Sunday, September 28, 2003

Keep the noise down

Airport: Night flights

Preliminary noise tests at Cincinnati/Northern Kentucky International Airport show the growth in overnight air traffic has expanded the 65-decibel noise zone farther north and south. It may require airport buyouts or soundproofing at 28 additional houses in Northern Kentucky, mostly along Ky. 8 River Road and Ky. 18 to the south.

The Federal Aviation Administration needs to complete its tests swiftly and let the airport get back to its 10 p.m. shift from day to night flight patterns instead of the 11 p.m. switchover during testing. The tests allow planes to use the two north-south runways more often instead of the west runway, which routes planes over less populated areas. Once final noise reports are in hand, FAA and airport officials should set night flight procedures that balance the growth in night traffic with noise relief for residents on both sides of the Ohio River.

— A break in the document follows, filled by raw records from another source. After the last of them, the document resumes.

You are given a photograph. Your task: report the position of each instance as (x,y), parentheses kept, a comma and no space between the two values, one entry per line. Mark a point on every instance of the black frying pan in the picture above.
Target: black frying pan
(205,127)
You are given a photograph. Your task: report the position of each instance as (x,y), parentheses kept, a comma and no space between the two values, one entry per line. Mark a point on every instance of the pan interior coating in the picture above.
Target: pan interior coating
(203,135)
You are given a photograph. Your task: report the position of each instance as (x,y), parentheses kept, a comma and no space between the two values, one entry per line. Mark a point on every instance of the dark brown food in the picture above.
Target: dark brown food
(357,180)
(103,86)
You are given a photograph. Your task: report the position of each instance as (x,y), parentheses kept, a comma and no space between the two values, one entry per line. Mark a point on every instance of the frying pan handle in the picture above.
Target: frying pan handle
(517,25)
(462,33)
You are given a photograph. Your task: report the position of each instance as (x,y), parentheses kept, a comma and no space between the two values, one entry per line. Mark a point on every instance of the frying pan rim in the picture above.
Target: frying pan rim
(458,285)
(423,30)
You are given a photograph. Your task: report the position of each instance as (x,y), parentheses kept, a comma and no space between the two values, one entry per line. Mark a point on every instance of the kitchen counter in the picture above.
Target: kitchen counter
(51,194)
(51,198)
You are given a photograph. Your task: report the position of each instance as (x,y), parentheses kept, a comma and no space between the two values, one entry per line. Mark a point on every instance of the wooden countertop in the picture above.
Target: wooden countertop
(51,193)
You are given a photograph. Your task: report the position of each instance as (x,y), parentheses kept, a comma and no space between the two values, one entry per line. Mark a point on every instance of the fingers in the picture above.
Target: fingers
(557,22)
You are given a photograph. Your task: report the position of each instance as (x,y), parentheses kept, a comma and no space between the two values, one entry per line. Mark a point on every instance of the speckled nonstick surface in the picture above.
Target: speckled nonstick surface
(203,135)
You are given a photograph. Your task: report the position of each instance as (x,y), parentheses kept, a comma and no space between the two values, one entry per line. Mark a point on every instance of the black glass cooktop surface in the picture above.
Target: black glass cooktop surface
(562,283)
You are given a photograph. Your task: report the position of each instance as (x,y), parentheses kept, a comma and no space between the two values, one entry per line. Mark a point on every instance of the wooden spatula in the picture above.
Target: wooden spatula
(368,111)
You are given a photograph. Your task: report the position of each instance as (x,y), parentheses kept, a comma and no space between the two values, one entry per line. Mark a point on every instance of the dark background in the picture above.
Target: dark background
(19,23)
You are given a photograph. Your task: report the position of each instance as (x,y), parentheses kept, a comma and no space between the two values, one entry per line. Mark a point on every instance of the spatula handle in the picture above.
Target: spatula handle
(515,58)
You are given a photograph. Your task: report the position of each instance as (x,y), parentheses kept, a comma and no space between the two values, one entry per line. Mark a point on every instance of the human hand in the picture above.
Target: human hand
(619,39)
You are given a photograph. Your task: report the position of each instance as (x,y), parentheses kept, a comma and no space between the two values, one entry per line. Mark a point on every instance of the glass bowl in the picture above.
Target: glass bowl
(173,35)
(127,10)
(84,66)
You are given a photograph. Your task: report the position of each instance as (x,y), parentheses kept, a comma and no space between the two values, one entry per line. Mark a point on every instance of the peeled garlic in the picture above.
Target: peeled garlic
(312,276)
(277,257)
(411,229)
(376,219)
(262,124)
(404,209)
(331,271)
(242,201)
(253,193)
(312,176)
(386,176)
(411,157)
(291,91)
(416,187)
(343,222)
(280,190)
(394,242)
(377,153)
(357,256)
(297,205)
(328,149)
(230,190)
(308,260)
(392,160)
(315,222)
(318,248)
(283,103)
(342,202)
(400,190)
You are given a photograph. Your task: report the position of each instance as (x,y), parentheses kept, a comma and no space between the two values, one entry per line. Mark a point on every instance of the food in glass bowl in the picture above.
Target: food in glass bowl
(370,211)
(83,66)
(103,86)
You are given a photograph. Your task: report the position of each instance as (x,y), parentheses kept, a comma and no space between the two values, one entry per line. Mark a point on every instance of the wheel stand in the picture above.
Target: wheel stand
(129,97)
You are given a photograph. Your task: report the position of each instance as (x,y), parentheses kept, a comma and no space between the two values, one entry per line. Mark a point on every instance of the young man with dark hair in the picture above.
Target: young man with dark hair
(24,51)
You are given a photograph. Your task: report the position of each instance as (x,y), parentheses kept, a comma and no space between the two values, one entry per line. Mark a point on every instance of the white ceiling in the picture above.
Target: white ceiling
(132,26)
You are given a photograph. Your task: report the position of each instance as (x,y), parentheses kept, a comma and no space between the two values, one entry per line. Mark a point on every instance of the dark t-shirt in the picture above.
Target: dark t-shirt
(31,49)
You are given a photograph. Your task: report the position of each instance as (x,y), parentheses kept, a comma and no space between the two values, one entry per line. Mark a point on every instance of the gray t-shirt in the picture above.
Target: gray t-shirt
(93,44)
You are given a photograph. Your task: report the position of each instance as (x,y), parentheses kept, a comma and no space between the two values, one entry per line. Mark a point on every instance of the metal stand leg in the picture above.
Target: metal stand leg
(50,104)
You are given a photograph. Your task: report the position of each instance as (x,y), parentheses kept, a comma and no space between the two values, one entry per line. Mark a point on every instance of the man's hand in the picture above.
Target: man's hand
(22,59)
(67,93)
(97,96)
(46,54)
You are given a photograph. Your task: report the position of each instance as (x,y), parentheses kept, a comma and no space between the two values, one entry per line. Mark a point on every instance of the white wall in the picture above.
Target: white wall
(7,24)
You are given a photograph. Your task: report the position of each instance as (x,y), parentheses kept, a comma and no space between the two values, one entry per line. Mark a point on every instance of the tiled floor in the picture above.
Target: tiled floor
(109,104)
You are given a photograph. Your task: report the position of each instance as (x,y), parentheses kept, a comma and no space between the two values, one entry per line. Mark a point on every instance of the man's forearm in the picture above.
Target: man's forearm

The airport is a top economic engine for this region, but part of the price we pay is the engines that come with it are noisy. Officials should push for quieter planes and night flight patterns sensitive to populated areas. Progress has been made, but the offset is there are more flights.

The number of flights between 10 p.m. and 7 a.m. almost doubled in the last four years, jumping from 178 a night in 1999 to 343 a night in 2003. Air traffic controllers have had trouble avoiding delays.

One reason the FAA eased the start of night flight procedures from 10 p.m. to 11 p.m. during the tests, which began in January, is that about 30 Comair flights arrive and depart during that hour. DHL Worldwide Express, the air cargo company, starts its flights about midnight, with about 48 departures a night. Regional jets like Comair tend to be quieter. Takeoffs tend to be noisier than landings.

Night flight procedures were established by a 1991 legal deal worked out between the airport and two parties on the Ohio side - Delhi Township and the Sisters of Charity. That agreement remains in force. A new north-south runway is being built, but it will be aligned farther west and used mostly for landings.

Buyouts and soundproofing in Kentucky have been costly. Since 1990, the airport has spent $132.5 million to buy, soundproof or help sell 1,108 homes. All the more reason to push for quieter planes and sensitive flight patterns to keep the high-decibel corridors close to the airport.